Vu la procédure suivante :
Procédure contentieuse antérieure :
M. B... G... et Mme J... G... ont demandé au tribunal administratif de Nantes d'annuler la décision du 6 octobre 2021 par laquelle la commission de recours contre les décisions de refus de visa d'entrée en France a rejeté le recours dirigé contre les décisions de l'autorité consulaire française à Abidjan (Côte d'Ivoire) refusant de délivrer des visas d'entrée et de long séjour aux enfants A... G..., F... G..., C... G... et D... G..., en qualité de membres de famille de réfugié.
Par un jugement n°2201839 du 10 octobre 2022, le tribunal administratif de Nantes a rejeté leur demande.
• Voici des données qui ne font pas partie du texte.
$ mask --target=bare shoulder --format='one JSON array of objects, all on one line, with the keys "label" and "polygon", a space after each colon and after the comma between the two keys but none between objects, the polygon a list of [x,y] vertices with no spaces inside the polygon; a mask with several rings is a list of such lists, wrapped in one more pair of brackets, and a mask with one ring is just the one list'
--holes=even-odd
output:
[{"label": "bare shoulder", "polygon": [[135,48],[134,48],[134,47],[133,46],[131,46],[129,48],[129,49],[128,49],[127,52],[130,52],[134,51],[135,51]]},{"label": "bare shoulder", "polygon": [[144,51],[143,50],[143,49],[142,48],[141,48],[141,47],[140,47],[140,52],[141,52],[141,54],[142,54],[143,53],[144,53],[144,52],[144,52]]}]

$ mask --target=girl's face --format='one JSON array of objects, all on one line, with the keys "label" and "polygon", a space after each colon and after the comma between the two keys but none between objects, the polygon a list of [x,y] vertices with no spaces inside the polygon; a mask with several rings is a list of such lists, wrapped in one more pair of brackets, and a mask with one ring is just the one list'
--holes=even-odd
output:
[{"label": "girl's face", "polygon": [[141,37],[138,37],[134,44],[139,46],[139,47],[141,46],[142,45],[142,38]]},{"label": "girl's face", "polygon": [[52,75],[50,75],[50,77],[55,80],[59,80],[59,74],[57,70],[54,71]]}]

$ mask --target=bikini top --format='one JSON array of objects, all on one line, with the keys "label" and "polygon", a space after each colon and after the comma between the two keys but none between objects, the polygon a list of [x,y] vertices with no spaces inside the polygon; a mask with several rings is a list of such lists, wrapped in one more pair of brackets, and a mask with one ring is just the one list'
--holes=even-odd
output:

Procédure devant la cour :
Par une requête et un mémoire, enregistrés les 22 novembre 2022 et 18 juillet 2023, M. et Mme G... et Mme A... G..., représentés par Me Régent, demandent à la cour :
1°) d'annuler ce jugement du tribunal administratif de Nantes ;
2°) d'annuler la décision du 6 octobre 2021 de la commission de recours ;
3°) d'enjoindre au ministre de l'intérieur et des outre-mer de délivrer les visas sollicités dans un délai de dix jours à compter de la notification de l'arrêt à intervenir, sous astreinte de 100 euros par jour de retard ;
4°) de mettre à la charge de l'État le versement à leur conseil de la somme de 2 000 euros sur le fondement des dispositions combinées des articles L. 761-1 du code de justice administrative et 37 de la loi du 10 juillet 1991.
Ils soutiennent que :
- la décision contestée est entachée d'une erreur de droit tenant à ce que la commission de recours s'est sentie liée par les termes de l'article L. 562-1 du code de l'entrée et du séjour des étrangers et du droit d'asile et d'une erreur d'appréciation ;
- une application littérale de l'article L. 562-1 du code de l'entrée et du séjour des étrangers et du droit d'asile, non tempérée par les " filets " des articles 8 de convention européenne de sauvegarde des droits de l'homme et des libertés fondamentales et 3-1 de la convention internationale relative aux droits de l'enfant, entraîne une rupture d'égalité inacceptable selon la situation des enfants demandeurs de visa, accompagnants ou non accompagnants de leur parent ;
- la décision contestée méconnaît les stipulations de l'article 8 de la convention européenne de sauvegarde des droits de l'homme et des libertés fondamentales ;
- elle méconnaît les stipulations du paragraphe 1 de l'article 3 de la convention internationale relative aux droits de l'enfant.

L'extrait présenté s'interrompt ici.